Chapter 5 · Part 2

Convolution & filters

This is the single most important idea in the whole course. Almost everything in Part 4 — how a convolutional network actually sees — is built on the small animation below. Take your time with it.

So far an image has just been a grid of numbers. Now we ask a question of that grid: "where does something interesting happen?" A convolution answers it by sliding a tiny window, called a kernel, across the image.
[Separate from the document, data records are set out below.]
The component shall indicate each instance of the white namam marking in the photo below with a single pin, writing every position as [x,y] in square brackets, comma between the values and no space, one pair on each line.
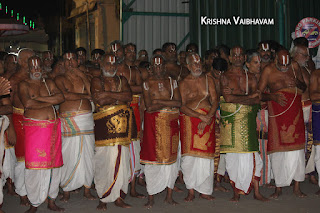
[157,61]
[265,47]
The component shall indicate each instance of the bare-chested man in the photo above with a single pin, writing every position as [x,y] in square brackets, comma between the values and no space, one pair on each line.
[238,111]
[175,71]
[43,157]
[113,133]
[314,89]
[17,119]
[265,54]
[300,54]
[162,98]
[286,131]
[197,121]
[77,136]
[10,65]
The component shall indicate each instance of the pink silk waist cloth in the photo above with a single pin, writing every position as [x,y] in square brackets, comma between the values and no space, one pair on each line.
[42,143]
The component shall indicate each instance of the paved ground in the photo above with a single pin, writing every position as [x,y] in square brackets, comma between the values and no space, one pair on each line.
[286,203]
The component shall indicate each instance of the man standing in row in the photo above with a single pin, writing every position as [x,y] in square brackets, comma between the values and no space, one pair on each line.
[197,122]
Here's a tiny 7×7 image — just numbers. Dark pixels on the left, bright on the right.

scroll↓

What just happened

Three things slid past each other:

The input — our 7×7 image of numbers.
The kernel — a 3×3 grid of weights. This particular one is a Sobel filter, hand-designed to detect vertical edges.
The feature map — the output. One number per kernel position, measuring "how much this kernel matched here."

Because the kernel has negative weights on the left and positive on the right, it produces a big number exactly where the image goes from dark to bright — an edge — and roughly zero across flat regions. We didn't tell it where the edge was. The arithmetic found it.

The size of the output

A 3×3 kernel can't centre on the outermost pixels, so the feature map is a little smaller than the input. For an N×N image and a K×K kernel sliding one pixel at a time, the output is (N−K+1) on each side — here, 7 − 3 + 1 = 5.
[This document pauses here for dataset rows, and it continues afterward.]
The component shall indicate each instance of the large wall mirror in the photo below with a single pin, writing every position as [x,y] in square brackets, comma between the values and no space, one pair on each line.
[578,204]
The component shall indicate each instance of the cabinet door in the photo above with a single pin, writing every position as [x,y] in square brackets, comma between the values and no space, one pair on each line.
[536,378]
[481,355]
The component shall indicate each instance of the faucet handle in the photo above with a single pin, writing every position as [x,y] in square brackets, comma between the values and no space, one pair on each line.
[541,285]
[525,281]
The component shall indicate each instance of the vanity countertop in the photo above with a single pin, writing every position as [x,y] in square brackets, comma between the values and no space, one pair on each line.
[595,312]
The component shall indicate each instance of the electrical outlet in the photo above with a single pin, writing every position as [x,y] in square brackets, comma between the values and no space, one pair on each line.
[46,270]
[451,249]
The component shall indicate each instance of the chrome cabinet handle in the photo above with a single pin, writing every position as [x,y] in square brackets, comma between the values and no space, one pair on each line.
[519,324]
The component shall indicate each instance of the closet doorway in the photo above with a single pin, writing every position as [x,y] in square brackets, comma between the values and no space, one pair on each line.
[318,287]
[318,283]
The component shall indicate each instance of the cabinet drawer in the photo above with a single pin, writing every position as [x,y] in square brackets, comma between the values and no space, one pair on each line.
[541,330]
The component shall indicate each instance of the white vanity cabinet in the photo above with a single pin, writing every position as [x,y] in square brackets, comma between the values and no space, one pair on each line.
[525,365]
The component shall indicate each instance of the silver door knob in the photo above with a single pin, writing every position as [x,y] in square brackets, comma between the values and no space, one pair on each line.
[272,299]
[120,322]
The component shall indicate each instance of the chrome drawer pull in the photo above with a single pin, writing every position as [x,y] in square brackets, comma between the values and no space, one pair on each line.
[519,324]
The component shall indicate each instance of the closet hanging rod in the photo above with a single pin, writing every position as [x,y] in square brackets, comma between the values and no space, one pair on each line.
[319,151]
In code, the naïve version is just four nested loops:

convolve.py — a 2D convolution from scratch

import numpy as np

def convolve2d(image, kernel):
  N, K = image.shape[0], kernel.shape[0]
  M = N - K + 1                      # output size (valid convolution)
  out = np.zeros((M, M))
  for r in range(M):
      for c in range(M):
          patch = image[r:r+K, c:c+K]
          out[r, c] = np.sum(patch * kernel)   # multiply, then add
  return out

sobel_x = np.array([[-1, 0, 1],
                  [-2, 0, 2],
                  [-1, 0, 1]])

Different kernels, different questions

Swap the nine weights and you ask a different question of the image. The same sliding-and-summing machinery becomes a blur, a sharpener, or an edge-detector — it all depends on the kernel:

Blur — all weights equal (1/9): each output is the average of its neighbourhood, smoothing the image.
Sharpen — a strong positive centre with negative neighbours: exaggerates differences.
Sobel — what we used above: responds to edges in one direction.

Why this is the keystone

Right now we chose the kernel's nine numbers by hand. Hold onto one question as you continue: what if the machine could choose those numbers itself?

That is exactly what a convolutional neural network does. The sliding window never changes — only where the weights come from. We'll pick this animation back up, with learnable kernels, in Chapter 10.